Synopsis:
ICICI Lombard reported strong Q1FY26 results with 28.7 percent PAT growth, driven by investment gains, while analysts like Motilal Oswal remain bullish with a target of Rs. 2,400, citing expected recovery in growth and profitability.

An insurance company stock is in focus today after declaring financial results for Q1FY26. Check the article below to know about their performance and future target given by the analyst.

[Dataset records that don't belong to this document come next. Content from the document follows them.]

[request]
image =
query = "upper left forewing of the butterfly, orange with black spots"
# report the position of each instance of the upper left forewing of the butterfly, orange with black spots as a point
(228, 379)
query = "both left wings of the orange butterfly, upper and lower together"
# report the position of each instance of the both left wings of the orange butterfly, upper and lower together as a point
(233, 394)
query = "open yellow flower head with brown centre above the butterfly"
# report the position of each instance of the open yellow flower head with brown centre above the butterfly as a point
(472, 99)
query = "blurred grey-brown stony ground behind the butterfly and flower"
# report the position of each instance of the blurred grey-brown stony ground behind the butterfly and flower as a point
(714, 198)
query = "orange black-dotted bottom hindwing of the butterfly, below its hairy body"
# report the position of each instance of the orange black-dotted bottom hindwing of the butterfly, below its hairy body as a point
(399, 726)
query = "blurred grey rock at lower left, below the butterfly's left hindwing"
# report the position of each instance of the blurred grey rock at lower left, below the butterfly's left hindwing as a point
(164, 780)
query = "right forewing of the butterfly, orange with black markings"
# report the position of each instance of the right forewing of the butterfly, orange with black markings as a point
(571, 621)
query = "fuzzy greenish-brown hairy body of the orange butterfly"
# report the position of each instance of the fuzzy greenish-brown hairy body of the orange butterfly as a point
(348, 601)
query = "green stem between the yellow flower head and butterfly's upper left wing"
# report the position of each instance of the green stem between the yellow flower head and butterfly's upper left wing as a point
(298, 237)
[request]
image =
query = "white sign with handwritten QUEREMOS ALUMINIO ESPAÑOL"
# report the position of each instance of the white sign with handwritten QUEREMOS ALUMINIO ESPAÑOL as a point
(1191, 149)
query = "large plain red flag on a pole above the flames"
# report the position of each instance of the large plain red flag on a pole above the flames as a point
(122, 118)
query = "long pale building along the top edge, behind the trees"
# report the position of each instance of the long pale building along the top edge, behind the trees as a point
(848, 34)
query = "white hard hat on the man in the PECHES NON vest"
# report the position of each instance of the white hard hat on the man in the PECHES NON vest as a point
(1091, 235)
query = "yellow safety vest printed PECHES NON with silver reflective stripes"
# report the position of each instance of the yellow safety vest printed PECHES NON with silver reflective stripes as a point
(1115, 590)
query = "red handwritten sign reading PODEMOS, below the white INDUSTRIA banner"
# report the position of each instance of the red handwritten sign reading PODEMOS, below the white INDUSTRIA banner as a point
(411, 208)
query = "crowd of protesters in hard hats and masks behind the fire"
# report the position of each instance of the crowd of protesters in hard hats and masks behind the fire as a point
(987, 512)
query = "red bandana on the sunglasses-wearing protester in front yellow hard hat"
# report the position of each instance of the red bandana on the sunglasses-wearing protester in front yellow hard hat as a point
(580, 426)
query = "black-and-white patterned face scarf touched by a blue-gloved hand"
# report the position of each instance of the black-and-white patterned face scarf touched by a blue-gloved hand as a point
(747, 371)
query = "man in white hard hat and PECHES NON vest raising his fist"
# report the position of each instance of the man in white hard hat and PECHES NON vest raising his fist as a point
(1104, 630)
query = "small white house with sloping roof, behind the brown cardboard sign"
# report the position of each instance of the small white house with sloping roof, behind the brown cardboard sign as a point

With a market capitalization of Rs. 1,01,036 crores, the shares of ICICI Lombard General Insurance Company Limited were trading at Rs. 2034, up by 1.6 percent from its previous closing price of Rs. 2002.70.

Q1FY26 Results

ICICI Lombard’s total income for the quarter ending June 30, 2025, increased by 13.6 percent year over year to Rs. 6,083.3 crores from Rs. 5,351.9 crores in the same quarter the previous year. Compared to Rs. 7,931 crores in Q1FY25, the gross premiums written increased by 1.5 percent to Rs. 8,052.5 crores in Q1FY26. In addition, net premiums written increased 4.7 percent to Rs. 5,610.5 crores from Rs. 5,360.5 crores during the same period last year.

In Q1FY26, gross direct premium income (GDPI) was Rs. 7735 crores, while in Q1FY25, it was Rs. 7688 crores. It increased slightly by 0.6 percent year over year, while the industry grew by 8.8 percent.

PBT, or profit before tax, climbed 28.4 percent year over year to Rs. 994 crores in Q1FY26 from 774 crores in Q1FY25, as a result of higher to capital gains of Rs. 380 crores(compared to Rs. 284 crores the previous year). Profit After Tax (PAT) increased from Rs. 580 crores in Q1FY25 to Rs. 747 crores, an increase of 28.7 percent.

The Return on Average Equity (ROAE) increased from 19.1 percent to 20.5 percent in the previous year. The solvency ratio remained at 2.70x, which is significantly higher than the legal minimum of 1.50x.

About the company

ICICI Lombard has been the top private general insurance provider in India for more than 20 years. Through a variety of distribution channels, it provides a broad range of products in the areas of liability, engineering, fire, crop, motor, health, and marine insurance. It employs 15,123 people and has 328 branches, along with 1,43,675 Individual Agents (including POS) 

Analyst Outlook

Morgan Stanley kept its “equal-weight” rating on ICICI Lombard, aiming for a share price of Rs 1,885. Because of increased investment income from capital gains, the brokerage reported that profit after tax (PAT) exceeded expectations. 

With a target price of Rs. 2,400 per share, a 30 percent upside, Motilal Oswal has reaffirmed its “buy” rating on ICICI Lombard. The brokerage projects the combined ratio to improve to 101.2 percent by FY27 and anticipates a recovery in growth in FY26 and consistent profitability improvement. PAT growth is projected to be 23 percent in FY26 and 15 percent in FY27. It raised FY26 earnings estimates by 3 percent, taking into account robust investment gains from Q1 FY26, while maintaining a largely unchanged net earned premium (NEP) estimate.